NFL Week Three Picks
Here are the Completely Random Arbitrary Picks (CRAP) for Week 3:
WEEK 3
Tampa Bay 34, Carolina 31
Chicago 10, Minnesota 9
Pittsburgh 28, Cincinnati 27
Green Bay 38, Detroit 0
Jacksonville 23, Indianapolis 20
Buffalo 26, N.Y. Jets 9
Tennessee 20, Miami 13
Houston 31, Washington 22
Cleveland 34, Baltimore 23
N.Y. Giants 34, Seattle 31
Philadelphia 23, San Francisco 3
Arizona 24, St. Louis 23
New England 27, Denver 3
New Orleans 17, Atlanta 13
On the year, I have a losing record (13-19), but I feel pretty good about this week; the old random number generator has some plausible upsets (Houston over Washington, Jax over Indy) as well as some real howlers (no way Cleveland is putting up 34 on Baltimore). I have a good feeling about predicting the Philly and Pittsburgh games correctly. (Here are Peter King’s picks, for comparison; he’s 18-14 on the young year.)

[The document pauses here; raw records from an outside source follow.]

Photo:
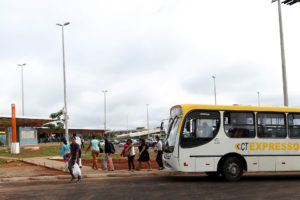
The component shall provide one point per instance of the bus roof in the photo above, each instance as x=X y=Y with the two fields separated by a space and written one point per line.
x=187 y=107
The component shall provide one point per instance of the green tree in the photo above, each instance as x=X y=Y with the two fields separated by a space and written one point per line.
x=58 y=124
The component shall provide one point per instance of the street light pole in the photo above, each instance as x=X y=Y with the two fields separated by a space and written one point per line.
x=104 y=92
x=65 y=110
x=284 y=79
x=22 y=65
x=147 y=116
x=215 y=91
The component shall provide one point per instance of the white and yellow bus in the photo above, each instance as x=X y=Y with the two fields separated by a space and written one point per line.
x=228 y=140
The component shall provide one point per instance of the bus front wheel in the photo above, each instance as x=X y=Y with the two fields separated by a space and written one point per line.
x=232 y=169
x=212 y=174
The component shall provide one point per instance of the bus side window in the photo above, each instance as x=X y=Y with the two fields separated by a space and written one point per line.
x=239 y=124
x=294 y=125
x=271 y=125
x=188 y=131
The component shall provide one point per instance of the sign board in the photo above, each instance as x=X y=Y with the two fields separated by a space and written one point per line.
x=27 y=134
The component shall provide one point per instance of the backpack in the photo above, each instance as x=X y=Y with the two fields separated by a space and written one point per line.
x=112 y=148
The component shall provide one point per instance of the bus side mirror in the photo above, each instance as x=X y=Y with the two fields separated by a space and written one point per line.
x=162 y=126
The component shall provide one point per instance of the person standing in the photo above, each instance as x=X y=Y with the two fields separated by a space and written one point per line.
x=75 y=148
x=65 y=150
x=82 y=142
x=95 y=148
x=108 y=149
x=144 y=154
x=130 y=153
x=78 y=141
x=159 y=153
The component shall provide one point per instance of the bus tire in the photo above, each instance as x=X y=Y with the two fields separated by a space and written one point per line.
x=212 y=174
x=232 y=169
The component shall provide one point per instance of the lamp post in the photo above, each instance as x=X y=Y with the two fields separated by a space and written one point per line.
x=284 y=79
x=65 y=110
x=104 y=92
x=215 y=91
x=147 y=116
x=22 y=65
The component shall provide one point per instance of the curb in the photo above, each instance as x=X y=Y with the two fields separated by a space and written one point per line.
x=88 y=176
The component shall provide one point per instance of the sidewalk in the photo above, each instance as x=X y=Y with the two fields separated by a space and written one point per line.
x=87 y=172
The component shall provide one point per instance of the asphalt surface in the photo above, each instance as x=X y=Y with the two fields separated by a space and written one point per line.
x=158 y=188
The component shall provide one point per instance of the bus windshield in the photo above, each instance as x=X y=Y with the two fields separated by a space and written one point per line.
x=173 y=131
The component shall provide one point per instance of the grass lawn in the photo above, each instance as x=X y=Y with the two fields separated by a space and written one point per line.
x=2 y=161
x=55 y=151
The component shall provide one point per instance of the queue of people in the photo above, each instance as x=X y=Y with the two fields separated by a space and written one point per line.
x=72 y=154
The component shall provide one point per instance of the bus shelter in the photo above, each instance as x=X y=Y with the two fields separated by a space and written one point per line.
x=26 y=129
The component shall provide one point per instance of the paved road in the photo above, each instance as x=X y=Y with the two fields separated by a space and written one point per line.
x=158 y=188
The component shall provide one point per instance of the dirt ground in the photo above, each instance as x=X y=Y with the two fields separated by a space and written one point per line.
x=21 y=169
x=120 y=164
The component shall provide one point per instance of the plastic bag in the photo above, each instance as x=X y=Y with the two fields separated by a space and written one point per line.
x=76 y=170
x=67 y=166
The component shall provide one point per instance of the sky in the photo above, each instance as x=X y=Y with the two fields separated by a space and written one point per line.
x=156 y=52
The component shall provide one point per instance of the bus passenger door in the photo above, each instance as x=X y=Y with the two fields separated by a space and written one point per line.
x=267 y=163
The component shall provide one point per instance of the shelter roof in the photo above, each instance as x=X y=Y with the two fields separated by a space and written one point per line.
x=24 y=121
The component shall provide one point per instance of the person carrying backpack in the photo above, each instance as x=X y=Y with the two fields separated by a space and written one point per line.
x=95 y=148
x=108 y=149
x=65 y=149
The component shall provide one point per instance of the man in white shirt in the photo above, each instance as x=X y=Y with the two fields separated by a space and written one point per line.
x=159 y=153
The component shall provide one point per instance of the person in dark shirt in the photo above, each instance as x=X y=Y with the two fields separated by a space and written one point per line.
x=75 y=148
x=108 y=151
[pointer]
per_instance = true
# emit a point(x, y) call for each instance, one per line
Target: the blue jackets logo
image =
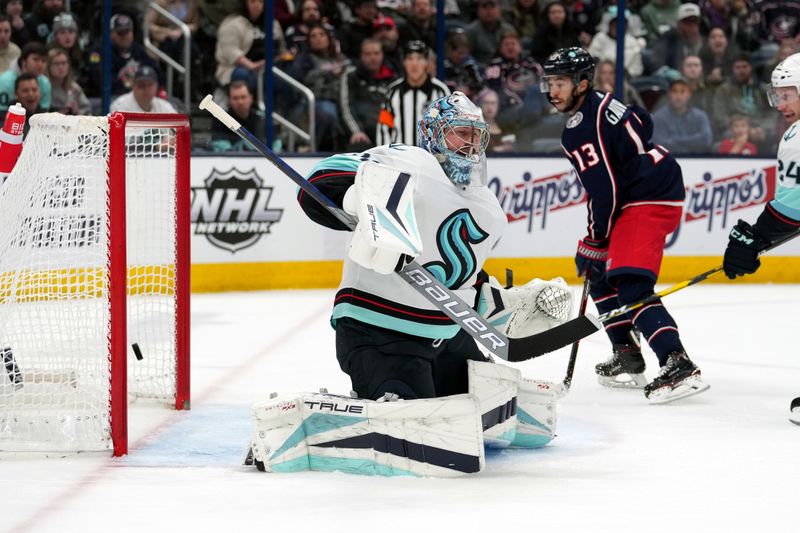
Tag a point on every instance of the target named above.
point(232, 210)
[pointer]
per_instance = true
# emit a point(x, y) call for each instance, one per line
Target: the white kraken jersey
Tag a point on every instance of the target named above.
point(459, 227)
point(787, 193)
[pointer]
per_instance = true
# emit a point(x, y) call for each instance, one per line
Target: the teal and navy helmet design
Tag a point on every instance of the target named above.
point(450, 119)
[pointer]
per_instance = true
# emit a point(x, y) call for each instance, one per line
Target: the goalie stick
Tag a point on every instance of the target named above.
point(573, 356)
point(509, 349)
point(586, 320)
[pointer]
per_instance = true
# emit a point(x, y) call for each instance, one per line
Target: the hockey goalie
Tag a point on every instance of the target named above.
point(426, 400)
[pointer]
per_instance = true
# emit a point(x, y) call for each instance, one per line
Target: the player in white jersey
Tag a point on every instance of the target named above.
point(389, 339)
point(781, 216)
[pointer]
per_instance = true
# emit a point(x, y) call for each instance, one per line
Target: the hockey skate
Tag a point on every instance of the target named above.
point(625, 368)
point(794, 411)
point(678, 378)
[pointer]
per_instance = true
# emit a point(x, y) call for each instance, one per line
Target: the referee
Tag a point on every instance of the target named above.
point(408, 97)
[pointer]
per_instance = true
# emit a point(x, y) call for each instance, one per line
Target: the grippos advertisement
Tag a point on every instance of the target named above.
point(245, 210)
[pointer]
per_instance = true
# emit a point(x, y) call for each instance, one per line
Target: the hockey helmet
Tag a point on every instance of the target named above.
point(573, 61)
point(453, 130)
point(785, 74)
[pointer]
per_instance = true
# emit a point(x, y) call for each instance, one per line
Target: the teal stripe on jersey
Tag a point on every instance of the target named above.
point(787, 202)
point(408, 327)
point(348, 162)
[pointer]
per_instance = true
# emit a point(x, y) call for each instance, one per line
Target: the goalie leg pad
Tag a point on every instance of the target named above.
point(536, 413)
point(437, 437)
point(495, 386)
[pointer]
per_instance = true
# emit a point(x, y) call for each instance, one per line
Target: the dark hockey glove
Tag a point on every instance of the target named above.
point(591, 257)
point(741, 255)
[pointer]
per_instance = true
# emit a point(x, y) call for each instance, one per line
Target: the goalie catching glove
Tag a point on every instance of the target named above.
point(382, 198)
point(522, 311)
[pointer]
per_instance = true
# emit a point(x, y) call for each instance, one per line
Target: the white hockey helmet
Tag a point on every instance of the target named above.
point(785, 74)
point(456, 117)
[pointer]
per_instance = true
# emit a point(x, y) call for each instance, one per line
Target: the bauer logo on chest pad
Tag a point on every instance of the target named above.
point(575, 119)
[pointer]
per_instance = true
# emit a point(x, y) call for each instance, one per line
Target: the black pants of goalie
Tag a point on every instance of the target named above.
point(380, 360)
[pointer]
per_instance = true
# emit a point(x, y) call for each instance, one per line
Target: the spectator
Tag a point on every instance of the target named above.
point(717, 56)
point(385, 30)
point(715, 14)
point(779, 19)
point(421, 25)
point(9, 52)
point(27, 94)
point(19, 31)
point(461, 71)
point(170, 39)
point(408, 97)
point(692, 72)
point(484, 34)
point(240, 106)
point(363, 91)
point(40, 21)
point(240, 44)
point(32, 60)
point(297, 35)
point(511, 75)
point(604, 43)
point(142, 98)
point(583, 15)
point(126, 57)
point(489, 103)
point(605, 79)
point(65, 37)
point(658, 17)
point(353, 33)
point(68, 97)
point(678, 126)
point(685, 39)
point(321, 68)
point(743, 95)
point(744, 26)
point(524, 16)
point(786, 48)
point(738, 140)
point(555, 31)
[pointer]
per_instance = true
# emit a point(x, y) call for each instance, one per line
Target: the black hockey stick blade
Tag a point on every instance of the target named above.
point(552, 339)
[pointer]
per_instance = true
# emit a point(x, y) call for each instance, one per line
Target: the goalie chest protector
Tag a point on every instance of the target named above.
point(459, 226)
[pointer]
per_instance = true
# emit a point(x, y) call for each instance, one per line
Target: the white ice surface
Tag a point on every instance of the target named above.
point(727, 460)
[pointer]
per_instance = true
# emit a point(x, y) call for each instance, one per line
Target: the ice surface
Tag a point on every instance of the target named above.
point(725, 460)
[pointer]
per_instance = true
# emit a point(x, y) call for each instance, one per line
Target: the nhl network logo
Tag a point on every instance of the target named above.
point(231, 210)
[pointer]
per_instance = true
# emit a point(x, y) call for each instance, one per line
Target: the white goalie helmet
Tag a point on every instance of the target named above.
point(450, 120)
point(785, 74)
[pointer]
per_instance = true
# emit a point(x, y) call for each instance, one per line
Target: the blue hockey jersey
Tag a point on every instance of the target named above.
point(609, 146)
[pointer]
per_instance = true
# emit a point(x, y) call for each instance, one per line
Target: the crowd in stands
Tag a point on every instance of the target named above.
point(700, 67)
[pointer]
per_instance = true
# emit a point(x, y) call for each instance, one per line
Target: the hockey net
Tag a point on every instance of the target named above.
point(94, 268)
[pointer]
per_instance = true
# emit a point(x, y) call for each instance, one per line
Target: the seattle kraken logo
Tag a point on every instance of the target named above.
point(455, 236)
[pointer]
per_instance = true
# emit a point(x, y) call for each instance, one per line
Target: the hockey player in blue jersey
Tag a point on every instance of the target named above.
point(636, 195)
point(781, 216)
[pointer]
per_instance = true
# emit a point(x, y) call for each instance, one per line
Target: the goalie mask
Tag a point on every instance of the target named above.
point(785, 82)
point(454, 131)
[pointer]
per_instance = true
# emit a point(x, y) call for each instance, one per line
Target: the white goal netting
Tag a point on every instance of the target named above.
point(56, 236)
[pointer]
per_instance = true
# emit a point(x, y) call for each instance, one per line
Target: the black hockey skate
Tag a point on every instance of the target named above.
point(677, 379)
point(625, 368)
point(794, 411)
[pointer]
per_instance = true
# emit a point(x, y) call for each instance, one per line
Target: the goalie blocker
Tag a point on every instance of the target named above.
point(437, 437)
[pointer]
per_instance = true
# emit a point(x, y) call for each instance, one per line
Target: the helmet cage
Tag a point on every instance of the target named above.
point(454, 131)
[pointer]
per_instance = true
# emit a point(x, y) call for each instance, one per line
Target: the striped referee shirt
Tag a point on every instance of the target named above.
point(402, 109)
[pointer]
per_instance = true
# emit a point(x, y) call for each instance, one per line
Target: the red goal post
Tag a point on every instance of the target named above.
point(94, 279)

In survival football this week, I’m going with Miami, which is a scary pick. The Dolphins haven’t shown anybody a damn thing except that maybe Nick Saban should have gone and had lunch with the President that time. But Tennessee is a 11-point underdog, and they’re more putrid than Miami so far this year. At least Miami lost to the defending world champs at the Ketchup Bottle and got nipped by the pesky Bills. And if I pick Miami this week, I don’t have to deal with them the rest of the year, so there’s that.
Of course, if you’re going to pick an 0-2 team in a game against a putrid opponent, why not pick the Washington Redskins? Reason: the Redskins are on the road, for one thing (also why I’m not taking the Eagles over the Niners). And you have a better QB matchup with the Miami game; David Carr, whatever his faults, is a better signal-caller than Mark Brunell at this point in his career.
It’s also very, very tempting to take the Packers over the Lions, but we really don’t know which team is more putrid at this point in time. I suspect it’s the Lions that are more putrid, but they played the Seahawks mighty tough, so you can’t really pick against them. Same with taking Carolina over Tampa; the Panthers just aren’t strong enough favorites.
It’s a tough week, and I’m not very confident about my pick. We’ll see what happens.
UPDATE: Now I don’t know what to do. The Sports Guy spends an entire column ripping, just ripping poor Daunte Culpepper, and I’m reading the whole thing thinking, great galloping Godzilla, am I mental for taking Miami here? And then he says:
DOLPHINS (-10.5) over Titans
Forget about Culpepper — Miami’s defense covers this spread by itself.
Well, okay then.
Having said that, after taking a second look, he’s taking just three favorites this week — the Dolphins, Carolina, which has the same exact situation (0-2, facing a potentially horrid team with a weak QB) and the Seahawks, who I took in Week One. So that leaves the Dolphins – I’m not taking Carolina on the road without Steve Smith. So there you go.